Brennan Shàwinipinesì grew up on Kitigan Zibi Anishinabeg First Nation, about a two-hour drive north of Ottawa. After studying English literature at Concordia University in Montreal, he worked as a tree planter in northern Alberta, near Grande Prairie.

His time tree-planting inspired him to co-found an outdoor clothing venture, Schnarb Outfitting Company. Brennan Shàwinipinesì built an online storefront for the business using Shopify.

Then he moved to Vancouver and returned to school to study interaction design at Emily Carr University of Art and Design. There, he started helping his peers build an online presence for their businesses.

“I kind of became that website guy,” Brennan Sháwinipinesí said. “It was an easy side hustle that I could do while still studying.”

He graduated in 2016. At the time, he had some friends working at Shopify who told him about a mentorship program the company hosted. He started to mentor new merchants who wanted to use Shopify to build businesses of their own.

In 2018, Brennan Sháwinipinesí founded Shopify’s Miigwan Indigenous Resource Group, which advocates for First Nations, Métis and Inuit employees’ rights within the company.

“I wanted to work within my own community because I saw that as such a huge opportunity,” he said. “When I’m this far away from home, you desire to have some semblance of your own cultural representation.”

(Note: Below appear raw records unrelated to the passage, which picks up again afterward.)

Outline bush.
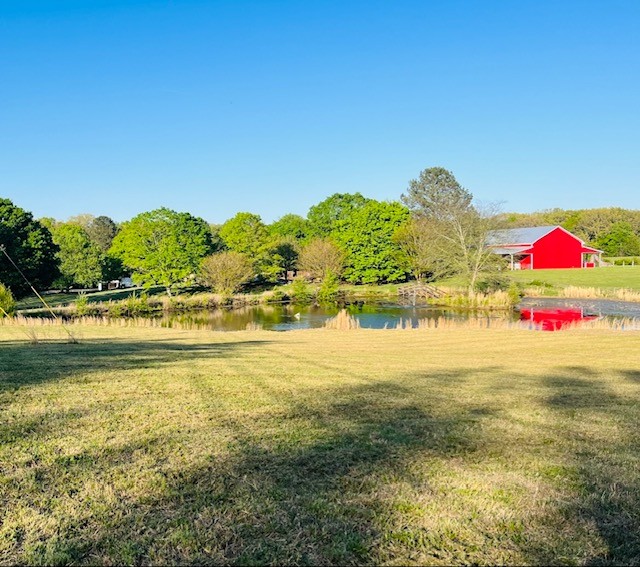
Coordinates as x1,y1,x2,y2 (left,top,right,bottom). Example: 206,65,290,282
123,293,151,316
507,282,524,307
291,278,313,303
317,272,339,303
0,283,16,317
200,251,254,294
474,274,511,293
76,293,89,317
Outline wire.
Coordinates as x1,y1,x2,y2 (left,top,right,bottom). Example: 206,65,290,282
0,244,77,342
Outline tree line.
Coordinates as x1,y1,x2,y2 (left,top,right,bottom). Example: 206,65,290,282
0,167,640,297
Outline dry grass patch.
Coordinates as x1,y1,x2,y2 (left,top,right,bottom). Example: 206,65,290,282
0,325,640,565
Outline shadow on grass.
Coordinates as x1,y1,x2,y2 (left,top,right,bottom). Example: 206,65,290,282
527,367,640,565
4,358,640,565
0,339,270,392
1,378,496,565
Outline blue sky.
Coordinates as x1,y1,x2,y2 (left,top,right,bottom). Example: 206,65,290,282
0,0,640,223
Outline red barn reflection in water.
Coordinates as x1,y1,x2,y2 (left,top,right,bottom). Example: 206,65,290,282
520,307,598,331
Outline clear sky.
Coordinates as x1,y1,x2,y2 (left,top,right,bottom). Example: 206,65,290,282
0,0,640,223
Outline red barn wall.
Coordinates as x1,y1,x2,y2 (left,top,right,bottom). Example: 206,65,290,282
533,228,582,270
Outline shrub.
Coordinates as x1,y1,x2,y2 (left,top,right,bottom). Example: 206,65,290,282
317,272,339,303
76,293,89,317
200,251,254,294
474,274,510,293
124,293,151,316
0,283,16,317
291,278,313,303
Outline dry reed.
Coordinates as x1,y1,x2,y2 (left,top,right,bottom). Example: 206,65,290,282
324,309,360,331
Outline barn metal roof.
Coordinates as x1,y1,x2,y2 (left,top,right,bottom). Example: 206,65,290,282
491,246,531,255
487,225,558,246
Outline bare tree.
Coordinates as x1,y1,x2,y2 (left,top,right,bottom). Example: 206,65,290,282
402,167,500,290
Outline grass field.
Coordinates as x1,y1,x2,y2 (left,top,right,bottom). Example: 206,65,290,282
0,326,640,565
509,266,640,291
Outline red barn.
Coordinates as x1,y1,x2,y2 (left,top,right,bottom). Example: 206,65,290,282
488,226,602,270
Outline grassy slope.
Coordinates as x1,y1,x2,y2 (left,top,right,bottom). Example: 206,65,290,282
509,266,640,291
0,327,640,564
436,266,640,292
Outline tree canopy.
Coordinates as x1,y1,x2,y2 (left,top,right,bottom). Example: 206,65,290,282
53,223,103,288
0,199,58,298
333,200,409,283
402,167,473,221
307,193,369,238
111,208,212,291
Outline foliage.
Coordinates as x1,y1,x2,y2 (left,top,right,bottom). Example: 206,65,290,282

A year later, he pitched a program to support Indigenous entrepreneurs. That program eventually turned into Build Native with Shopify.

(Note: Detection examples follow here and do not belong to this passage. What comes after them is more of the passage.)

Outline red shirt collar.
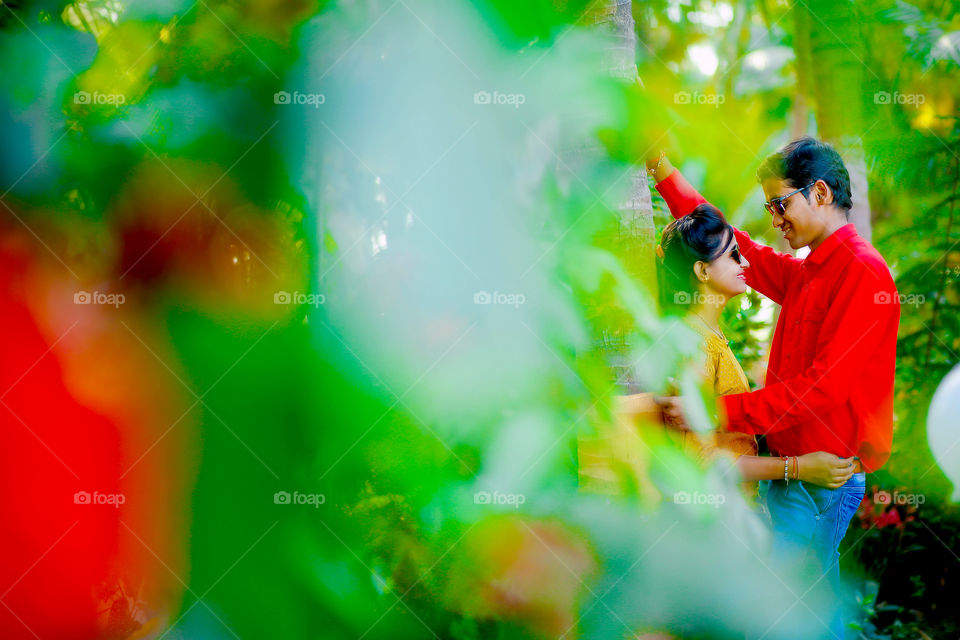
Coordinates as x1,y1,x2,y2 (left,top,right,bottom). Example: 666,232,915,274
803,223,857,266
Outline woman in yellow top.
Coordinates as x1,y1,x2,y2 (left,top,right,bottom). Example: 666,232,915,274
657,204,854,487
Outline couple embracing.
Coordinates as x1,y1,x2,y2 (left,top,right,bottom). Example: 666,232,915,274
647,138,900,638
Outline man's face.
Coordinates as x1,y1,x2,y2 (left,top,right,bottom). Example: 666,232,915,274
762,178,827,249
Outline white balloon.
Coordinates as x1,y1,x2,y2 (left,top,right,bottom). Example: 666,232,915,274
927,365,960,502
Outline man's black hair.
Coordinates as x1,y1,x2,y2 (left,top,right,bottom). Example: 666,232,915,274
757,136,853,212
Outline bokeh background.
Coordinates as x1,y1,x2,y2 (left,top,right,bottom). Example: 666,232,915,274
0,0,960,639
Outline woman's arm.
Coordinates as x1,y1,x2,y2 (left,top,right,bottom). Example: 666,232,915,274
737,451,856,489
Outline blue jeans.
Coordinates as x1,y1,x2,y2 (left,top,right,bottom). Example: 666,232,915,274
764,473,866,640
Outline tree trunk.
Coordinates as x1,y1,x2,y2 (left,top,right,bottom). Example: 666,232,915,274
794,0,872,241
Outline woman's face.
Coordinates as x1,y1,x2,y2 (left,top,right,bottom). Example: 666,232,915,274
700,239,750,299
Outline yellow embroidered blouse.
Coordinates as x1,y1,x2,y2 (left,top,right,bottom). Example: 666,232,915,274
684,323,757,462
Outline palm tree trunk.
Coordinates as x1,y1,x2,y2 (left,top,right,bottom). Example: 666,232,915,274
795,0,872,240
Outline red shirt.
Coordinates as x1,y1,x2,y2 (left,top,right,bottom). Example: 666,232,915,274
657,171,900,471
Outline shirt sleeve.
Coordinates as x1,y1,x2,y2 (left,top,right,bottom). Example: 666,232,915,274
721,267,900,434
656,170,801,304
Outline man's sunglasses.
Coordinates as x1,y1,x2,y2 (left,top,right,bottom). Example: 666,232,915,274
763,180,817,216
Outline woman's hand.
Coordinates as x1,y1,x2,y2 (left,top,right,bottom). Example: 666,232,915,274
797,451,856,489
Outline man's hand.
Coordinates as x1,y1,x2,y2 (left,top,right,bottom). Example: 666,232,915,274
654,396,690,431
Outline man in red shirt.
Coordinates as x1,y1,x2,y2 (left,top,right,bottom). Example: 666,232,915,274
648,138,900,638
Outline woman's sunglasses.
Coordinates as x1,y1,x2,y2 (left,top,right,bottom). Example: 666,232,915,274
763,180,817,216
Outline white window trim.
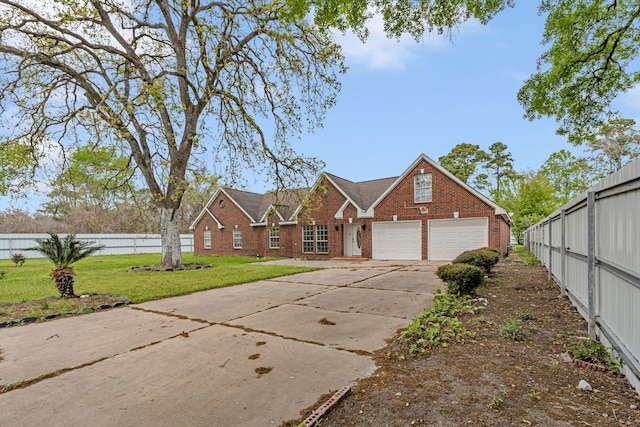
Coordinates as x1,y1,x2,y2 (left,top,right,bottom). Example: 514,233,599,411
202,230,212,249
301,225,316,254
314,224,329,254
232,228,242,249
269,227,280,249
413,173,433,203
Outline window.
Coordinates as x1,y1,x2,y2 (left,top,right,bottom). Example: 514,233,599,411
233,228,242,249
413,173,431,203
202,230,211,249
302,225,313,254
316,225,329,254
269,227,280,249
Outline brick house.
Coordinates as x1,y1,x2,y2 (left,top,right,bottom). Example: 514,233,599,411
191,154,511,260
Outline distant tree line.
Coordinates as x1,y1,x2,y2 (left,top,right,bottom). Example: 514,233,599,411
439,119,640,241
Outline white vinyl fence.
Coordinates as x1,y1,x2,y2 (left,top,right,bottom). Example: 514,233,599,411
0,234,193,259
525,160,640,392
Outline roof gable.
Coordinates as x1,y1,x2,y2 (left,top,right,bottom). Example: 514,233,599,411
370,154,511,221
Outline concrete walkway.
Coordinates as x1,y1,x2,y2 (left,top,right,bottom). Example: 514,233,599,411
0,260,441,427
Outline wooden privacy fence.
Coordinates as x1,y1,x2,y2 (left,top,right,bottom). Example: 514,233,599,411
0,233,193,259
524,160,640,392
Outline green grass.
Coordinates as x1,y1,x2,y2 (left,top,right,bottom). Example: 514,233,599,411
0,253,314,303
514,245,540,265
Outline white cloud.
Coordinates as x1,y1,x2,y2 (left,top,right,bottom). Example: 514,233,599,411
336,15,447,70
618,85,640,115
335,15,487,71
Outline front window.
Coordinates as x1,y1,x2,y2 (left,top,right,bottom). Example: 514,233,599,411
233,228,242,249
269,227,280,249
203,230,211,249
302,225,313,254
413,173,431,203
316,225,329,254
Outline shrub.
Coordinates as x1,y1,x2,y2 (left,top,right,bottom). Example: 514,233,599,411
436,263,484,295
11,252,27,267
453,249,500,274
569,338,623,370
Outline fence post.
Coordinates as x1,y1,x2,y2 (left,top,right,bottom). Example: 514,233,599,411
560,209,567,296
587,191,596,340
547,222,553,280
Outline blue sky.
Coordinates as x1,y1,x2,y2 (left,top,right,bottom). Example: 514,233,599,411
278,1,640,188
5,1,640,211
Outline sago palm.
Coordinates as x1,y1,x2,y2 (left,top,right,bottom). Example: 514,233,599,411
31,233,104,298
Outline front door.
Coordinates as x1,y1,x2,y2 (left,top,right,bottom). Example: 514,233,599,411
344,224,362,256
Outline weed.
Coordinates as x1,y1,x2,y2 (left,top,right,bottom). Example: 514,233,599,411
487,394,503,409
529,383,540,399
500,317,524,341
569,338,623,370
400,289,476,355
516,308,538,320
11,252,27,267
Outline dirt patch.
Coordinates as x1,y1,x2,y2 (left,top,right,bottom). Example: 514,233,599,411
0,294,130,327
283,260,640,427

“I am trying to connect them with digital tools and ensure that the most successful stories are then getting representation, so that entrepreneurs tomorrow get inspired by the entrepreneurs [who] are absolutely killing it today,” he said.

Through Build Native, Brennan Sháwinipinesí offers guidance to new First Nations, Inuit and Métis merchants. He runs outreach events and works with other big businesses to secure funding and create opportunities for Indigenous entrepreneurs. He runs incubator and sponsorship programs to support new owners. His team has a digital chatroom for entrepreneurs to connect, find guidance and ask questions.

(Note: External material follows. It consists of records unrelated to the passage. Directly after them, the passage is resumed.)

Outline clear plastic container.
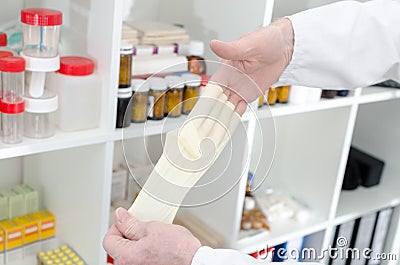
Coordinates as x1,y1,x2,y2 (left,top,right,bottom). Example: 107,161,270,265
182,74,201,114
165,76,185,117
131,79,150,123
0,56,25,104
24,91,58,139
20,52,60,98
46,56,102,131
117,87,132,128
21,8,62,57
118,43,133,88
148,77,168,120
0,101,25,144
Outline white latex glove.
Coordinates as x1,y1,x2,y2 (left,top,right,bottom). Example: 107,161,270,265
210,18,294,110
103,208,201,265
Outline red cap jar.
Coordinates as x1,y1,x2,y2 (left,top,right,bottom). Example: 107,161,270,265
21,8,62,58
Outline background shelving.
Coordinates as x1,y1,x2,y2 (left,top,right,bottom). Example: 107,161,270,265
0,0,400,265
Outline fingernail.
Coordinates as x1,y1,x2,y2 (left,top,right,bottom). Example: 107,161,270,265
115,207,129,224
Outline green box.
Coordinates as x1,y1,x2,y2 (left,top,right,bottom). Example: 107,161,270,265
2,189,26,219
12,184,39,214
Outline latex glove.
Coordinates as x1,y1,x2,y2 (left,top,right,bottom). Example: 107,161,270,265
103,208,201,265
210,18,294,108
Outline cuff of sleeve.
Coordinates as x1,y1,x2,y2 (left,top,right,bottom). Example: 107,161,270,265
191,246,213,265
273,15,306,87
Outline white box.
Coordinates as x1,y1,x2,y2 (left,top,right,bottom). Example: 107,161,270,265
111,168,128,201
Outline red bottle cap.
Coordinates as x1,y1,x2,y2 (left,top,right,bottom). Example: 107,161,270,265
21,8,62,26
0,32,7,46
0,100,25,114
57,56,94,76
0,56,25,73
0,51,14,58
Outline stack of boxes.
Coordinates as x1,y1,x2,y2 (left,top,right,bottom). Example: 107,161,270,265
0,184,55,264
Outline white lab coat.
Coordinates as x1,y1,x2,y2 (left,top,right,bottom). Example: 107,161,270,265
192,0,400,265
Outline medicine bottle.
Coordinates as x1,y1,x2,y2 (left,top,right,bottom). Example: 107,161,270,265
187,40,207,75
277,86,290,103
46,56,102,131
21,8,62,57
148,77,168,120
267,87,278,106
117,87,132,128
118,43,133,88
0,56,25,144
131,79,150,123
24,89,58,139
165,76,185,117
258,94,264,108
182,74,201,114
0,32,14,54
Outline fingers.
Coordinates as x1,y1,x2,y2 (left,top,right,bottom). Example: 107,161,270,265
103,225,136,259
210,38,251,60
114,207,147,240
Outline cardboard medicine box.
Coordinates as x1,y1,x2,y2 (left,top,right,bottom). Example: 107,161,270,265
13,215,39,245
0,220,22,251
28,210,56,239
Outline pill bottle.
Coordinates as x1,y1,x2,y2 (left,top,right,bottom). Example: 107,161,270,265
21,8,62,57
277,86,290,103
0,101,25,144
187,40,207,75
266,87,278,106
321,89,337,98
165,76,185,117
131,79,150,123
0,32,14,54
182,74,201,114
24,90,58,139
258,95,264,108
0,56,25,104
118,42,133,88
46,56,102,131
117,87,132,128
148,77,168,120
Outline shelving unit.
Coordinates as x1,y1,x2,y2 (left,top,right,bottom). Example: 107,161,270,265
0,0,400,265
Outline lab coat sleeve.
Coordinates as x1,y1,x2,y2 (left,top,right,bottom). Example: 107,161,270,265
277,0,400,88
191,246,321,265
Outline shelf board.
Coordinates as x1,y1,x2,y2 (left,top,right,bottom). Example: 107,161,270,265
334,176,400,225
257,95,354,118
235,217,328,253
358,86,400,104
0,129,111,159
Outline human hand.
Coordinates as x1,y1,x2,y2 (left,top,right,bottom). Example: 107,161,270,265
103,208,201,265
210,18,294,114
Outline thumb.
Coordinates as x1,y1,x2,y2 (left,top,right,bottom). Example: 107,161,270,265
114,207,147,240
210,39,249,61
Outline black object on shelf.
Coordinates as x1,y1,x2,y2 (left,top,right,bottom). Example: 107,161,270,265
342,146,385,190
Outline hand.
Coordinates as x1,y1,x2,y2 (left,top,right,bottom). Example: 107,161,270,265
103,208,201,265
210,18,294,114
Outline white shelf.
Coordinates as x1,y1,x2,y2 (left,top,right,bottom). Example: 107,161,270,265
358,86,400,104
0,129,112,159
235,217,328,253
334,179,400,224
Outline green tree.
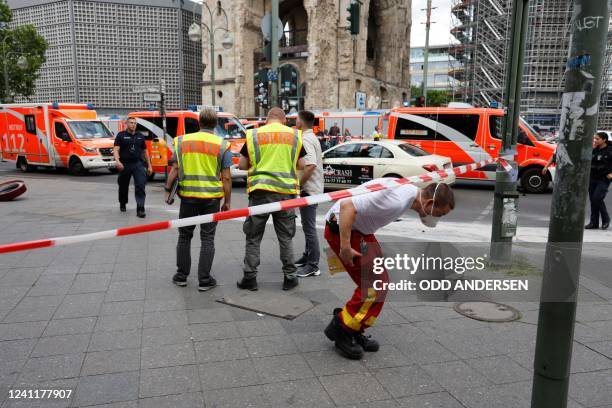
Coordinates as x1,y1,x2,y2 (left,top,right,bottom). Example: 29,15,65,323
0,0,48,101
410,86,451,106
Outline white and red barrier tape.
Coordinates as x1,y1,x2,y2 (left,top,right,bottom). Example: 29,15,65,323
0,159,512,254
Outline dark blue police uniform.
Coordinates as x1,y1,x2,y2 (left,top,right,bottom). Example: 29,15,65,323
115,131,147,211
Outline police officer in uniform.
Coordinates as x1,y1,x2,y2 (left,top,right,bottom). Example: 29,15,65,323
113,117,153,218
237,108,306,290
165,107,232,292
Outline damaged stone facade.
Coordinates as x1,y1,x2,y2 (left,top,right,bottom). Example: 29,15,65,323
202,0,411,116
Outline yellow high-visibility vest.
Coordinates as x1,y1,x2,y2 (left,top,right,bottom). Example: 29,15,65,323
174,132,227,198
246,123,302,195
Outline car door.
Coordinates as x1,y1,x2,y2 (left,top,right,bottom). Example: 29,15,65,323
323,143,360,188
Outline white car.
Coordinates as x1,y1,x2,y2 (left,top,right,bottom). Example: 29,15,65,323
323,140,455,189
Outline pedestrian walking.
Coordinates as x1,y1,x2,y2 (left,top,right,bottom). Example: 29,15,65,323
113,117,153,218
295,111,323,278
584,132,612,229
236,108,306,290
325,183,455,359
165,107,232,291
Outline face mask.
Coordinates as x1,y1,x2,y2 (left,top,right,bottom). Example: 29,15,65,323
421,183,440,228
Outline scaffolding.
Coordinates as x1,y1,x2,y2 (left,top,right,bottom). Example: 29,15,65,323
450,0,612,130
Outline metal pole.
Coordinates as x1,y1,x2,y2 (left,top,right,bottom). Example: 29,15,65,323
270,0,280,107
423,0,431,106
531,0,612,408
490,0,529,265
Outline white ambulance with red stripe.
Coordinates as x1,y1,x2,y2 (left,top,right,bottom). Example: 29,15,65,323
0,103,115,175
387,106,555,193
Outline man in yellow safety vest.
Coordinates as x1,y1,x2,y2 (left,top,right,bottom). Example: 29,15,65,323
165,107,232,292
236,108,306,290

“I’m still the website guy,” he said. “It’s just I have a lot more friends who maybe have a larger expectation of me.”

Lynn-Marie Angus first met Brennan Sháwinipinesí when he served as a judge for the business competition, Pow Wow Pitch. The competition, which is partially sponsored by Shopify, gives Indigenous entrepreneurs the chance to win funding and mentorship for their companies. Angus is co-founder of Sisters Sage, an Indigenous wellness company that makes soaps, bath bombs and smokeless smudging sprays. In 2020, she competed in Pow Wow Pitch — and won.

At the time, she had little experience with e-commerce. The Build Native team helped bolster her business by funding her access to point-of-sale technology and growing her brand’s visibility across Canada, all free of charge.

“I really enjoyed working with Kyle,” she said. “[He] could understand my trials and tribulations of trying to operate in the world of e-commerce but understood being an Indigenous person who was having struggles.”

Now, Sisters Sage has a brick-and-mortar store in Vancouver. Angus and Brennan Sháwinipinesí are friends and keep in touch.

“On a personal and professional level, Kyle is a big nerd,” Angus said. “He’s very knowledgeable — he’ll tell you like six degrees of separation of any thing at any moment, and also all the history behind it.”

Outside of his work, Brennan Sháwinipinesí remains politically engaged. He’s on the youth council for Kitigan Zibi Anishinabeg First Nation. In August, he co-organized a forum that brought Algonquin Nation members to the Ottawa Art Gallery to discuss the nation’s identity.

Brennan Sháwinipinesí hopes to keep growing his initiative.

“I really look forward to the future when there’s more communities who are like, ‘We have something special going on here,’” he said. “To get people to that point where they recognize that opportunity and don’t have to leave their community … that’s really the idealistic future I hope for.”